Last week I wrote that both ECRI’s initial recession call and also John Hussman’s recession warning criteria had been invalidated. Oversimplifying somewhat, Hussman’s 4 criteria were: (1) credit spreads wider than 6 months before; (2) the S&P 500 lower than 6 months before; (3) the ISM manufacturing index under 54 simultaneously with less than 1.3% YoY employment growth; and (4) a yield curve of less than 2.5%. As of last Friday, not only was the S&P not lower than it was 6 months before, it was actually at a 6 month high! Further, not only was the ISM manufacturing index above 54, but employment growth was also more than 1.3% higher YoY. I’ve also pointed out that the yield curve element of Hussman’s formula was in place for 20 years running during the 20th century, simultaneous with the strongest GDP growth in the last 100 years.

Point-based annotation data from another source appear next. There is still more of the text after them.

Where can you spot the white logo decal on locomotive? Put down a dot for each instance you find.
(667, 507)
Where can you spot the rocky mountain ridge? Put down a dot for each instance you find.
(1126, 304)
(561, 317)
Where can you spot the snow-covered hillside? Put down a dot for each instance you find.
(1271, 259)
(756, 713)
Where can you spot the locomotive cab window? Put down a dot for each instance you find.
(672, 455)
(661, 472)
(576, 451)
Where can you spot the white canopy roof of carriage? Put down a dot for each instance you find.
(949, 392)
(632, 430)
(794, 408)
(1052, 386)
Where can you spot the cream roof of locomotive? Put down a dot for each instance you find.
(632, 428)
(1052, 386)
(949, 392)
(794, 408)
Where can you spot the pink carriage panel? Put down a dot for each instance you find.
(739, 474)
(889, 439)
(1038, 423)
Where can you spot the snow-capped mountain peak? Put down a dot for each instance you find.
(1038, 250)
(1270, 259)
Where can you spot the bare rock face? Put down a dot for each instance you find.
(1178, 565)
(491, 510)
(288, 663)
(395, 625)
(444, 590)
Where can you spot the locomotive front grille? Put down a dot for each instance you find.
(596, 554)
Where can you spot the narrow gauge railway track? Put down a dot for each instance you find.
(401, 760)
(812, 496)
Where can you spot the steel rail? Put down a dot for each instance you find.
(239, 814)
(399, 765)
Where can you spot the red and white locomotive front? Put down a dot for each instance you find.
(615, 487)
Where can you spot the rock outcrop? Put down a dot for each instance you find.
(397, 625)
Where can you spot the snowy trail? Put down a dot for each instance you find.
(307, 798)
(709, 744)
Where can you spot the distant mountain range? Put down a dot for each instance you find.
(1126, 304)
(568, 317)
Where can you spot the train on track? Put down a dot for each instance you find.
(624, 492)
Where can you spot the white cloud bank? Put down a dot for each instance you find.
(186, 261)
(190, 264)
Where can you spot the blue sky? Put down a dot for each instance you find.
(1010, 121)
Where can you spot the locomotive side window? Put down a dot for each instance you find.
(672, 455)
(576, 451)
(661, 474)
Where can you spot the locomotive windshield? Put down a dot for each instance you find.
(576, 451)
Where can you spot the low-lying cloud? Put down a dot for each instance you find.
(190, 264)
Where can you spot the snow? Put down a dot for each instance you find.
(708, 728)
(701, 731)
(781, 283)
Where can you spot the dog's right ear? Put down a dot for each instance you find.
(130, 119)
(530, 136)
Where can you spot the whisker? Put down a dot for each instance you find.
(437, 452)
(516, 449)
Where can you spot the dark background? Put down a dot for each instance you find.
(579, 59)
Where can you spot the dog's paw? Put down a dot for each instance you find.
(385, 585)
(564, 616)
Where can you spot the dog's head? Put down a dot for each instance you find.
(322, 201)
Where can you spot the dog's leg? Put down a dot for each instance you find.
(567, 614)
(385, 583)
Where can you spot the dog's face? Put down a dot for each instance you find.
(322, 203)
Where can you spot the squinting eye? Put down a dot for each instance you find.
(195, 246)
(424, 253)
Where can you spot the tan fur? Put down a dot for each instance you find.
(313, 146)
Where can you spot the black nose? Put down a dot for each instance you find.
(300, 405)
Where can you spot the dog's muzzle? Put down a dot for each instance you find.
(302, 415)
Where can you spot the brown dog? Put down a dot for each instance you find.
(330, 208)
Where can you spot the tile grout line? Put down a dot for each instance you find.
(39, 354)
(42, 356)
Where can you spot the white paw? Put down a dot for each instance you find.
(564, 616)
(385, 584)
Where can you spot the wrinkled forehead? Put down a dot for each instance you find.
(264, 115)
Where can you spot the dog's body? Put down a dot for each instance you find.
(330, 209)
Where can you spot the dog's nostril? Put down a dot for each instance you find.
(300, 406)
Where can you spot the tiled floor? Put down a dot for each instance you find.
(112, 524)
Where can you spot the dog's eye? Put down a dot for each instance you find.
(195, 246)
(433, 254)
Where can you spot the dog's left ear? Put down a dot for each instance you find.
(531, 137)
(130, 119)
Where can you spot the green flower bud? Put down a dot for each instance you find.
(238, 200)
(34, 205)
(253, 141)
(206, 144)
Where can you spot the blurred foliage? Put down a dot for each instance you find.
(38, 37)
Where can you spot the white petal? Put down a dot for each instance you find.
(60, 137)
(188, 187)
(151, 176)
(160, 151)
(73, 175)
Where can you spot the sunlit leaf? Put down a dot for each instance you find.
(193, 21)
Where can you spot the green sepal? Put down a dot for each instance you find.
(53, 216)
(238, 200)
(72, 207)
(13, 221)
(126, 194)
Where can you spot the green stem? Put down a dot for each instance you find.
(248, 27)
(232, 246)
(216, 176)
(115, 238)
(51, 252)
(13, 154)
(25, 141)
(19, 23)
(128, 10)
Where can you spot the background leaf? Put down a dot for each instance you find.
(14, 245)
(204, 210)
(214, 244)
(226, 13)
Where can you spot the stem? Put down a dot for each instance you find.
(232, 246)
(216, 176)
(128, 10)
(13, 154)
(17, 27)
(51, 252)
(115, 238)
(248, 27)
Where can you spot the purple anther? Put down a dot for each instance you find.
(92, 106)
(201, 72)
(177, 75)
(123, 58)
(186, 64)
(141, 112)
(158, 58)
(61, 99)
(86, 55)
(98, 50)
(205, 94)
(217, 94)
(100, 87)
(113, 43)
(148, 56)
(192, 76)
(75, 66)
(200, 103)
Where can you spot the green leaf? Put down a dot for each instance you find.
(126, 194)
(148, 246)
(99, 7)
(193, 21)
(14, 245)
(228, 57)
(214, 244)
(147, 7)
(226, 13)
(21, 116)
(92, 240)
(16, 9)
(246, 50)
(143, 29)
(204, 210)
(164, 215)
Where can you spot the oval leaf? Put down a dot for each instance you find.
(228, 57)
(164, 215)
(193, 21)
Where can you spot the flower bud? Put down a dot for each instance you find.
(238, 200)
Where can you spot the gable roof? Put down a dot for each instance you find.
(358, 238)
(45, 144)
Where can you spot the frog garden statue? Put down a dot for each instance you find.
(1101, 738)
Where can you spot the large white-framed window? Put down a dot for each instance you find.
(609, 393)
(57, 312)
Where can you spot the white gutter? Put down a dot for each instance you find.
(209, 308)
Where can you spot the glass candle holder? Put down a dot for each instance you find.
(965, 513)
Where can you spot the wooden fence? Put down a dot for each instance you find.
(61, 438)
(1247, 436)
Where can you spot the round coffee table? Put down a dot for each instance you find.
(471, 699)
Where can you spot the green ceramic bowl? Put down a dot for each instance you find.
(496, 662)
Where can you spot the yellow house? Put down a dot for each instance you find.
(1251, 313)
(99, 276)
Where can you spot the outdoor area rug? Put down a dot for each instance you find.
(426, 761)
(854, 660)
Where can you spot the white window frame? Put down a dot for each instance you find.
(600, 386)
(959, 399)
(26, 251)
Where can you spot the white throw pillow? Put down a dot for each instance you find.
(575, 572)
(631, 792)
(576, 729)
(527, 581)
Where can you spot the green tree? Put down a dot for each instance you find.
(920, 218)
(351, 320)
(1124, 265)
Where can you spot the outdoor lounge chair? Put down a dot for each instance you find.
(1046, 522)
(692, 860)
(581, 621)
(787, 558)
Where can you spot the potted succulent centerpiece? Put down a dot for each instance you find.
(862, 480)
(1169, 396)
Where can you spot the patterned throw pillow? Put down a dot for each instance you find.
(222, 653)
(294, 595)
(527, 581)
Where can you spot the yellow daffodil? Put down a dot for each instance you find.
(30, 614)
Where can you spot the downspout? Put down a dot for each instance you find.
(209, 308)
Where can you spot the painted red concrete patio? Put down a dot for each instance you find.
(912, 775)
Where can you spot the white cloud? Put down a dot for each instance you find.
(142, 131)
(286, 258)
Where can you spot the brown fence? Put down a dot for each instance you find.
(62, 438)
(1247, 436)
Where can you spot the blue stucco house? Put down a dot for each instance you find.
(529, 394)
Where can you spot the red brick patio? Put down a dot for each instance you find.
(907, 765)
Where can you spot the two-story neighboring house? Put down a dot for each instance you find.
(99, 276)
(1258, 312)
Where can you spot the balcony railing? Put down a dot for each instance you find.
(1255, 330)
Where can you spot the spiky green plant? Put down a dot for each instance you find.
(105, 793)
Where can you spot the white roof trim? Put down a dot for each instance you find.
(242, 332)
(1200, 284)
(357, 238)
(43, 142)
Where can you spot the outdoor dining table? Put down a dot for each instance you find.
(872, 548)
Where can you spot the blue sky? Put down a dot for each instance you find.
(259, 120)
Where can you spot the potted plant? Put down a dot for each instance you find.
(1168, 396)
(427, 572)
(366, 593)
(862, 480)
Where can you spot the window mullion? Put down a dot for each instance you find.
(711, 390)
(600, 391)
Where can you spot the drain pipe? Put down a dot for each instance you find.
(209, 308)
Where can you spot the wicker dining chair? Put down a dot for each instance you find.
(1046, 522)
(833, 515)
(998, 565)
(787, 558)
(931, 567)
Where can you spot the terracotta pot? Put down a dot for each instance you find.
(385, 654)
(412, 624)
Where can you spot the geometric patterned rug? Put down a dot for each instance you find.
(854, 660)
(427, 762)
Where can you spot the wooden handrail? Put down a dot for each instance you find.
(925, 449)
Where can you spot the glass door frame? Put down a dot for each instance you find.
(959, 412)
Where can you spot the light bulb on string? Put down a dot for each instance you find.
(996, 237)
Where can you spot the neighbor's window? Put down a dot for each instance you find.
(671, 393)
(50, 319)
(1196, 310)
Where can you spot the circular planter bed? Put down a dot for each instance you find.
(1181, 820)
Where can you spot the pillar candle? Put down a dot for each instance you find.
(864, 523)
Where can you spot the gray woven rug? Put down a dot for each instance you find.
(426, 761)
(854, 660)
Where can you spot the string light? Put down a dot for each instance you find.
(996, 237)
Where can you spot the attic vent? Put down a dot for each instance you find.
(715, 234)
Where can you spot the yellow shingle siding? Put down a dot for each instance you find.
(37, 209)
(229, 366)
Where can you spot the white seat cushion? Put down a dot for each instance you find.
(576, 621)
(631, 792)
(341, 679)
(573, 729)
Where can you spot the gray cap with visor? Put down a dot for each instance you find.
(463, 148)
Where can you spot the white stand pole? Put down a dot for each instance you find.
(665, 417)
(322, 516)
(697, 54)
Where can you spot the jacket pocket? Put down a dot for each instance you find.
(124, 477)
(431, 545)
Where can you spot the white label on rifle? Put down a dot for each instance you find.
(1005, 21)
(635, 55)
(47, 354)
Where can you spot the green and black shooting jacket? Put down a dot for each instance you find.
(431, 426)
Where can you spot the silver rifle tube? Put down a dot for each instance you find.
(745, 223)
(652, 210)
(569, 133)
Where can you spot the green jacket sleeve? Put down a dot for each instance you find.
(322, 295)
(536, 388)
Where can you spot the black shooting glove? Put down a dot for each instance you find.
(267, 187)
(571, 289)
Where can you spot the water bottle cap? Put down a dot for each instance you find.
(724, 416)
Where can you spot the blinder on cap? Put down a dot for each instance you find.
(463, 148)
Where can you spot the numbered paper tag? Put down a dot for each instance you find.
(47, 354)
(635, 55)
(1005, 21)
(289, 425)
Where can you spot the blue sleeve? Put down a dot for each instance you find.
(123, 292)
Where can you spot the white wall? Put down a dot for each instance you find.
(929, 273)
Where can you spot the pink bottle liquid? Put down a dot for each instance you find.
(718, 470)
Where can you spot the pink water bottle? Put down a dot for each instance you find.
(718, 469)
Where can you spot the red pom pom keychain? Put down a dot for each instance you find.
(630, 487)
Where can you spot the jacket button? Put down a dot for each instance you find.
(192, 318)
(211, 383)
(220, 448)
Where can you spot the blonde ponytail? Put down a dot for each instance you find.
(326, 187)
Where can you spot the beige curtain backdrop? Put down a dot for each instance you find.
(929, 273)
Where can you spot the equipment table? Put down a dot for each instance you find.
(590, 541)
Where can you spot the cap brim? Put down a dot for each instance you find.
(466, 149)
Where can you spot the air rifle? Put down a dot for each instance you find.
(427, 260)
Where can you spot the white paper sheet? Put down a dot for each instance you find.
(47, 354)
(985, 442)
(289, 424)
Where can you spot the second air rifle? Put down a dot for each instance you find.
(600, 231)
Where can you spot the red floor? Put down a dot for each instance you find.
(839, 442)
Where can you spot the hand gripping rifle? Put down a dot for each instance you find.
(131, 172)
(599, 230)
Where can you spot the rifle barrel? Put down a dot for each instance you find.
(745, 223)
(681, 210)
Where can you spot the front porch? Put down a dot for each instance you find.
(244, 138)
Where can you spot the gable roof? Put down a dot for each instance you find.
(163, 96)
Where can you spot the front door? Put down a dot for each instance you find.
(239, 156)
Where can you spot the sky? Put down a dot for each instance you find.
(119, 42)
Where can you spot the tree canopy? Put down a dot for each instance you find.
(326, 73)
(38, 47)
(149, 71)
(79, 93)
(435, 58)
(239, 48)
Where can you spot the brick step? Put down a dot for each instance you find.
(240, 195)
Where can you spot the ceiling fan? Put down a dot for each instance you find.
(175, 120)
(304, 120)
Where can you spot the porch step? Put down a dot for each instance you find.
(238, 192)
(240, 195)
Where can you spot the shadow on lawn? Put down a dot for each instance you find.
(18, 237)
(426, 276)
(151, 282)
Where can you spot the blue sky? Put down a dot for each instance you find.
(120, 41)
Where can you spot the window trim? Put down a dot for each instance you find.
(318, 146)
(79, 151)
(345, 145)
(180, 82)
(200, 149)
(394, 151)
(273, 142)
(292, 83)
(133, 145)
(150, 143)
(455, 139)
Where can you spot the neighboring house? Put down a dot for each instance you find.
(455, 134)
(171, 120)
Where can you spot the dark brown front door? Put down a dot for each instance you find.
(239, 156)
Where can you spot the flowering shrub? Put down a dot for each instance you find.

In closing, I said that Hussman should at least explain why he believed his recession call was still valid. Put another way, what is the “off” switch for the above criteria, if it is different from the “on” switch?
This week Hussman spent a large part of his weekly market comment defending that call. His defence rests, as I understand it, on two grounds: (1) one or more criteria was violated in 2008 and the recession warning, obviously, was still valid; and (2) there is no “off” switch for the criteria, but rather, once “on,” a cornucopia of bearish evidence may be invoked, and entirely different criteria, e.g., a positive ECRI growth WLI, signals the end of recession.
Before I go further, I should emphasise that Hussman defended his metrics on their merits, with no ad hominem attack on me. For my part, although I still disagree with him, he did make some valid points, and none of what follows should be taken as a personal attack on him. In fact, I think his shorthand indicator briefly summarized above is very helpful.
That being said, idea of an indicator that switches “on” but never “off” strikes me as not intellectually rigorous. Beyond that, if the ECRI indexes are the determinant of an indicator, I should just go directly by them and cut out Hussman as the middleman. That in the interim a cornucopia of evidence may be selected (cherry-picked?) in support of a conclusion strikes me as inherently subjective and unreliable.
Since I wasn’t satisfied with Hussman’s explanation, I decided to examine the 3 non-yield curve criteria on my own to determine what should cause them to switch from “on” to “off.” (With long term yields under 2.5%, that element is likely to remain in effect for a long time to come). The results indicate that if a recession were to happen now, it would still be unprecedented under Hussman’s own criteria.
As an initial note, Hussman’s claim that the S&P 500 criteria was violated in May 2008 is not correct. The closest it came was 1426.63 on May 19, 2008, only 7 points below its level of 1433.27 on November 19, 2007. That being said, my research indicates that it is not uncommon at all for that index to be higher than 6 months previously either shortly before or after the onset of a recession. Similarly, it is not uncommon for credit spreads to meander higher or lower than 6 months before during all but the most serious economic turns.
What is uncommon — in fact, almost non-existent — is for either the ISM manufacturing index criteria or the employment criteria to be violated. Generally speaking, once the ISM index falls below 54 in advance of a recession, it continues to fall under 50 and only rises back above 54 after the recession is over. Similarly, once job growth falls below 1.3% in advance of a recession, it typically only rises back above that level well after the recession has passed.
In fact, each has occurred only once, and not simultaneously. In particular, in all cases but one, the YoY employment percentage change was falling on a 6 month smoothed basis in advance of every recession since the second world war. The sole exception was in 1953. Similarly, the only time the ISM index fell below 54 within 1 year of the onset of recession but rebounded back above it was in 1959 for two months. These are shown in the graph below (in which the ISM index is normed so that a reading of 54 on the index = 0, and payroll YoY% growth is also normed so that 1.3% YoY growth = 0):
To show you the full record, here is the same graph for the 1970s and early 1980s recessions:
And here is the same graph from 1989 to the present:
Note that in every other case, not only did the ISM index continue to fall, but the YoY% change in employment was also declining going into a recession. There is simply no precedent for a recession occurring while both the YoY% change of employment is improving, and simultaneously the ISM index rebounding above 54. Put another way, whether a recession happens or not, under the set of criteria Hussman himself has established, a precedent will be set. Only in retrospect will we know the answer.